04 agosto 2009
Ex funcionario ve un “reinicio” en las relaciones entre EE.UU. y el África subsahariana
Washington — El viaje por siete países de África de la secretaria de Estado Hillary Rodham Clinton del 4 al 14 de agosto presenta una buena oportunidad para seguir desarrollando las relaciones establecidas por el presidente Obama durante su reciente visita al continente, dice el ex secretario de Estado adjunto para Asuntos Africanos Walter Kansteiner.
El primer viaje oficial de Clinton a África como secretaria de Estado incluye una escala inicial en Kenia para asistir al Foro AGOA de la Ley de Crecimiento y Oportunidad para África, seguida de visitas a Sudáfrica, Angola, la República Democrática del Congo (RDC), Nigeria, Liberia y Cabo Verde.
Kansteiner indicó que considera que la reunión de Clinton con altos funcionarios sudafricanos es especialmente oportuna. “Qué espléndida oportunidad tiene para que en verdad abra ese diálogo con el nuevo gobierno sudafricano como representante del nuevo gobierno estadounidense”.
“Esto es realmente un reinicio en las relaciones de Estados Unidos no sólo con Sudáfrica sino con toda el África subsahariana”, expresó Kansteiner a America.gov. “Y fue facilitado por el presidente Obama, que en su discurso en Ghana se dirigió al continente con un mensaje de esperanza así como de entendimiento de sus desafíos económicos y políticos”.
Kansteiner fue secretario de Estado adjunto para Asuntos Africanos durante el mandato del presidente George W. Bush de 2001 a 2003. Como miembro fundador del Grupo Scowcroft, una firma internacional de asesoría empresarial, ayudó a negociar la privatización de Telkom South Africa por un valor de 1,300 millones de dólares, una de las privatizaciones más grandes en África, y continua asesorando a corporaciones sobre fusiones, adquisiciones y privatizaciones en el continente.
El discurso de Obama pronunciado el 11 de julio ante al parlamento ghanés es “uno de los mejores discursos que haya escuchado alguna vez a un presidente de Estados Unidos pronunciar en relación a África”, expresó el ex diplomático.
“Fue franco y honesto. Desafió a los africanos diciéndoles cómo es la situación, y explicó la posición de Estados Unidos para ayudarles a vencer la pobreza. De manera que pienso que fue un muy buen punto de inicio de la capacidad de esta administración de colaborar y ser un socio con África”. (Véase Discurso del presidente Obama en Ghana).

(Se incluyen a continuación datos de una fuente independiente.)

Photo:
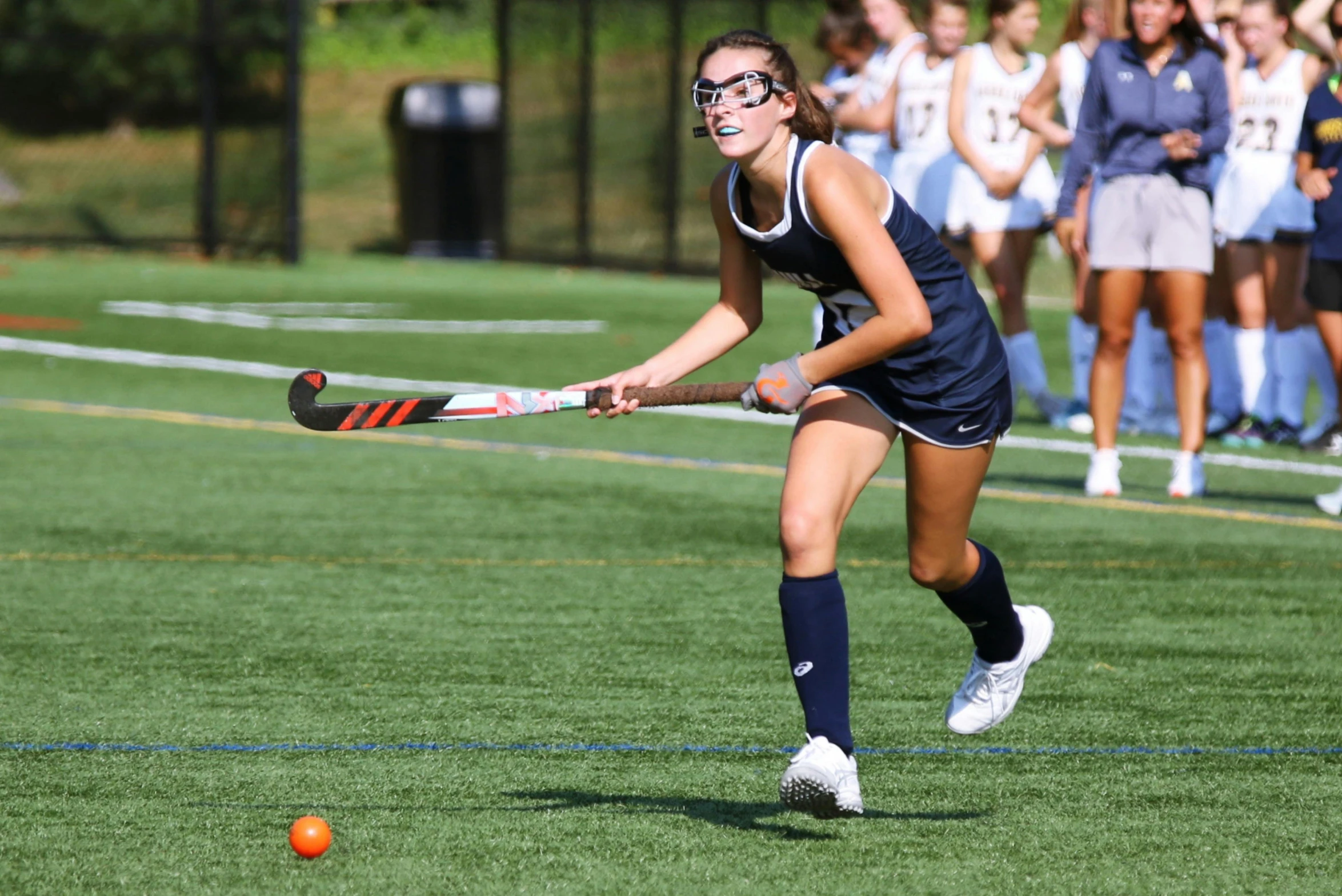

En Accra, Obama reiteró el compromiso de 3.500 millones de dólares que hizo durante la reunión del G8 en Italia para mejorar la agricultura y seguridad alimentaria en África. Pero dijo que a cambio espera que los líderes africanos combatan la corrupción y desarrollen un ambiente propicio para las empresas porque “el desarrollo depende de un buen gobierno”.
El profesor Peter Pham, africanista que enseña ciencias políticas en la Universidad James Madison y que finalizó un libro sobre el renacimiento de Liberia, habló también sobre la importancia del viaje de Clinton.
“Pienso que es una visita muy significativa”, dijo a America.gov. “África es cada vez más reconocida como importante para los intereses estratégicos de Estados Unidos, por lo que es muy importante que la secretaria de Estado y otros altos funcionarios estadounidenses reconozcan este hecho públicamente con visitas como ésta”.
Pham indicó que la “historia personal” de Obama de tener un padre africano y ahora ser el primer presidente afroestadounidense elegido en Estados Unidos, “así como las medidas que ya ha tomado para ayudar al desarrollo en África, como una petición para una mayor financiación de la Corporación del Desafío del Milenio (MCC), envía las señales correctas de que Estados Unidos considera seriamente al continente”.
Otro programa que marca una diferencia, agregó Pham, es AGOA, la ley comercial que otorga acceso libre de impuestos a los mercados estadounidenses para los países africanos que liberalizan sus economías”.
Desde que el Congreso la aprobó en 2000, AGOA ha demostrado ser “extraordinariamente importante para el desarrollo empresarial en el continente”, afirmó Pham. “Hemos visto sus resultados positivos en ayudar a que los africanos expandan sus empresas en varios lugares, como Lesoto y Suazilandia, donde el empleo en la industria textil ha aumentado varias veces y las exportaciones hacia Estados Unidos subieron hasta el 700 por ciento desde hace una década.
“De manera que AGOA ciertamente destaca lo correcto: que el comercio, encontrar la posición única de África en la economía mundial e integrarla, son clave para el desarrollo sostenido y la prosperidad”, concluyó Pham.